The 240 split into two sets of 120, specifically, with 12 permutations of each of the 10 (i,j) pairs. The sets can be identified with the following two members.
a(x,K(y,z),u) = a(x,y,K(z,u)) # label("aK2_eq_aK3 (1234)").
a(x,K(y,z),u) = a(x,y,K(u,z)) # label("aK2_eq_aK3 (1243)").
Following is a summary of the proof of all 120 members of the (1243) set. We do not yet have a proof of
a(x,K(y,z),u) = a(x,y,K(z,u)) # label("aK2_eq_aK3 (1234)").
(or anything in its set), but if we include it as an extra assumption, we get all 240 permutations.

Step 1

Goal:
   a(x,K(y,z),u) = a(x,y,K(u,z)) # label("aK2_eq_aK3 (1243)").
Proof: (in, out, pf, xml)

Step 2

Assumption:
   a(x,K(y,z),u) = a(x,y,K(u,z)) # label("aK2_eq_aK3 (1243)").
Goals: 11 other permutations of aK2_eq_aK3
   a(x,K(y,z),u) = a(x,z,K(y,u)) # label("aK2_eq_aK3 (1324)").
   a(x,K(y,z),u) = a(x,u,K(z,y)) # label("aK2_eq_aK3 (1432)").
   a(x,K(y,z),u) = a(y,x,K(z,u)) # label("aK2_eq_aK3 (2134)").
   a(x,K(y,z),u) = a(y,z,K(u,x)) # label("aK2_eq_aK3 (2341)").
   a(x,K(y,z),u) = a(y,u,K(x,z)) # label("aK2_eq_aK3 (2413)").
   a(x,K(y,z),u) = a(z,x,K(u,y)) # label("aK2_eq_aK3 (3142)").
   a(x,K(y,z),u) = a(z,y,K(x,u)) # label("aK2_eq_aK3 (3214)").
   a(x,K(y,z),u) = a(z,u,K(y,x)) # label("aK2_eq_aK3 (3421)").
   a(x,K(y,z),u) = a(u,x,K(y,z)) # label("aK2_eq_aK3 (4123)").
   a(x,K(y,z),u) = a(u,y,K(z,x)) # label("aK2_eq_aK3 (4231)").
   a(x,K(y,z),u) = a(u,z,K(x,y)) # label("aK2_eq_aK3 (4312)").
Proof: (in, out, pf, xml)

Step 3

Assumption: 12 proved permutations of aK2_eq_aK3

Goals:

   a(K(x,y),z,u) = a(x,y,K(z,u)) # label("aK1_eq_aK3 (1234)").
   K(a(x,y,z),u) = a(x,y,K(z,u)) # label("Ka_eq_aK3 (1234)").
Here are proofs of the two goals.

Step 4

Assumptions:
   a(K(x,y),z,u) = a(x,y,K(z,u)) # label("aK1_eq_aK3 (1234)").
   K(a(x,y,z),u) = a(x,y,K(z,u)) # label("Ka_eq_aK3 (1234)").
   12 proved permutations of aK2_eq_aK3
Goals: 120/240 permutations of aKi_eq_aKj.
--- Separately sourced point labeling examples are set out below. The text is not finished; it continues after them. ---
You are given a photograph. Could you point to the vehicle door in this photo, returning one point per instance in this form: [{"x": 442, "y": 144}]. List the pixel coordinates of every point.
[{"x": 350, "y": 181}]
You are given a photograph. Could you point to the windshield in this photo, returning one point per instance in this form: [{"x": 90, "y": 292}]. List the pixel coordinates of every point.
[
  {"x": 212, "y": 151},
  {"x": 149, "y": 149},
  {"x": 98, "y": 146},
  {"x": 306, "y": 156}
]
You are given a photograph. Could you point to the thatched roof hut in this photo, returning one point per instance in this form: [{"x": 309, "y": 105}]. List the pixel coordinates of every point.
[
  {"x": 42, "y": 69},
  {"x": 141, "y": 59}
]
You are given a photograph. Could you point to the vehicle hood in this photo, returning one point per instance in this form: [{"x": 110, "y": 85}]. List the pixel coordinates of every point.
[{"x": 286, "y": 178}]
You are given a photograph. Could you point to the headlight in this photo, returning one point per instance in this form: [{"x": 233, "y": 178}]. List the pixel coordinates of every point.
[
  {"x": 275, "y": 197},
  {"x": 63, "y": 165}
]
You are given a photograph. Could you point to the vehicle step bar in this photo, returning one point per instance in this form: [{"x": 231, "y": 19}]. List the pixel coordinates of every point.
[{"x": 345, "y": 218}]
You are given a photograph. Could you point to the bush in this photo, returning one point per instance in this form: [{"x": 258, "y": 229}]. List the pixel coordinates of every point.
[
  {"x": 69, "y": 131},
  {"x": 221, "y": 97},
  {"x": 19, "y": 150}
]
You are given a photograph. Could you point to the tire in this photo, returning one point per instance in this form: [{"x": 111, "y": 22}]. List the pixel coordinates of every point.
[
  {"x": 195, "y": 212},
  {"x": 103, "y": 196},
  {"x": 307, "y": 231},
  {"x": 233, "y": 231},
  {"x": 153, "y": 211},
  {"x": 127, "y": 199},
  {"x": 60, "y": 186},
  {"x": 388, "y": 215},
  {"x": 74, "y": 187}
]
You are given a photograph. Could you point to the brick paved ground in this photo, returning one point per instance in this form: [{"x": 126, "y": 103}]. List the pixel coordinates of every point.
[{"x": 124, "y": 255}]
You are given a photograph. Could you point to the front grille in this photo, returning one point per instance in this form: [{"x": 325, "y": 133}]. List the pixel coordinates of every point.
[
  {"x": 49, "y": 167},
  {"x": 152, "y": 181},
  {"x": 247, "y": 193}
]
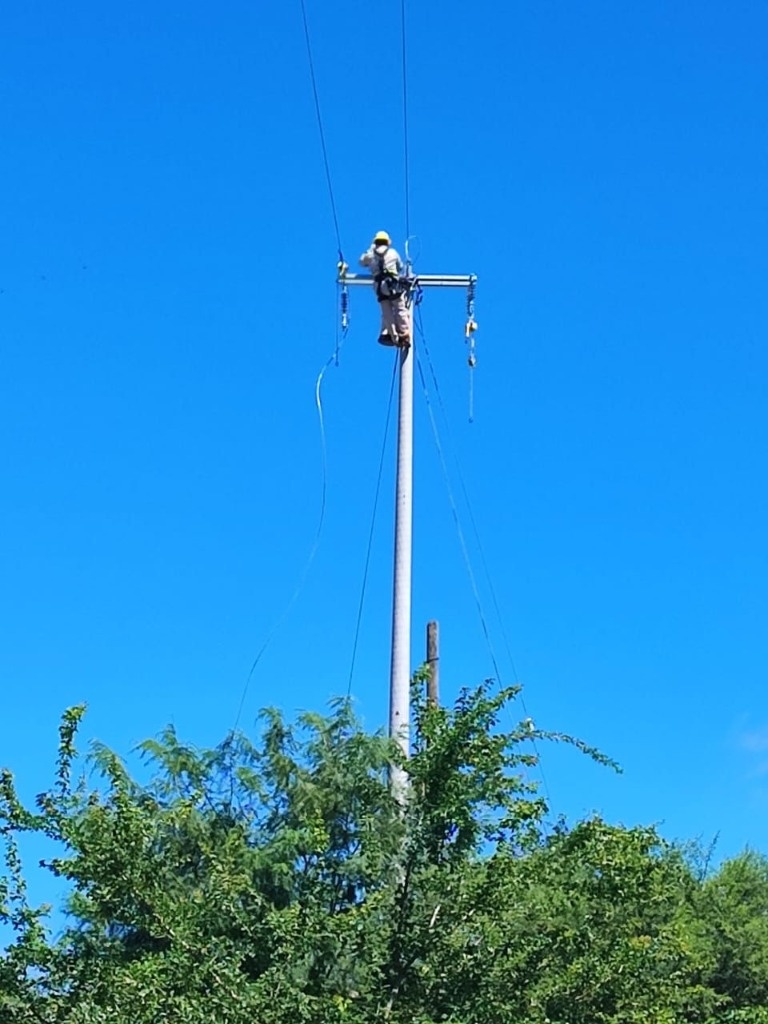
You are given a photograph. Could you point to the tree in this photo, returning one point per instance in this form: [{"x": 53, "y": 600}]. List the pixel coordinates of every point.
[{"x": 278, "y": 881}]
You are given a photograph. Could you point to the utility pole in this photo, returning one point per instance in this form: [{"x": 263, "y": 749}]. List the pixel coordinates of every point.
[
  {"x": 399, "y": 675},
  {"x": 433, "y": 665}
]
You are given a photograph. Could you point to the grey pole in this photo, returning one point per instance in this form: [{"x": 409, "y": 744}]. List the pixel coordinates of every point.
[
  {"x": 399, "y": 675},
  {"x": 433, "y": 664}
]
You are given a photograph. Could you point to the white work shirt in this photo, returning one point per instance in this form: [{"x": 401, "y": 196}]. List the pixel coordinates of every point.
[{"x": 382, "y": 259}]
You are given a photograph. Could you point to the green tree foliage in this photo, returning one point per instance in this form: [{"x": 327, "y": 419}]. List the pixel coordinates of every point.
[{"x": 276, "y": 881}]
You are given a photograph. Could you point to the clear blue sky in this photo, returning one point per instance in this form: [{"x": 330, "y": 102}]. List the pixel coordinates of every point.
[{"x": 167, "y": 298}]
Proof: 120/240 permutations of aKi_eq_aKj.

The remaining (not yet proved) 120/240 permutations of aKi_eq_aKj.

Additional result

Consider the implications of assuming
   a(x,K(y,z),u) = a(x,y,K(z,u)) # label("aK2_eq_aK3 (1234)").

Step 1

Goals: 11 other permutations of aK2_eq_aK3
   a(x,K(y,z),u) = a(x,z,K(u,y)) # label("aK2_eq_aK3 (1342)").
   a(x,K(y,z),u) = a(x,u,K(y,z)) # label("aK2_eq_aK3 (1423)").
   a(x,K(y,z),u) = a(y,x,K(u,z)) # label("aK2_eq_aK3 (2143)").
   a(x,K(y,z),u) = a(y,z,K(x,u)) # label("aK2_eq_aK3 (2314)").
   a(x,K(y,z),u) = a(y,u,K(z,x)) # label("aK2_eq_aK3 (2431)").
   a(x,K(y,z),u) = a(z,x,K(y,u)) # label("aK2_eq_aK3 (3124)").
   a(x,K(y,z),u) = a(z,y,K(u,x)) # label("aK2_eq_aK3 (3241)").
   a(x,K(y,z),u) = a(z,u,K(x,y)) # label("aK2_eq_aK3 (3412)").
   a(x,K(y,z),u) = a(u,x,K(z,y)) # label("aK2_eq_aK3 (4132)").
   a(x,K(y,z),u) = a(u,y,K(x,z)) # label("aK2_eq_aK3 (4213)").
   a(x,K(y,z),u) = a(u,z,K(y,x)) # label("aK2_eq_aK3 (4321)").
Proof: (in, out, pf, xml)

Step 2

Assumptions:
   a(K(x,y),z,u) = a(x,y,K(z,u)) # label("aK1_eq_aK3 (1234)").
   K(a(x,y,z),u) = a(x,y,K(z,u)) # label("Ka_eq_aK3 (1234)").
   24 proved permutations of aK2_eq_aK3
Proof: 240 permutations of aKi_eq_aKj.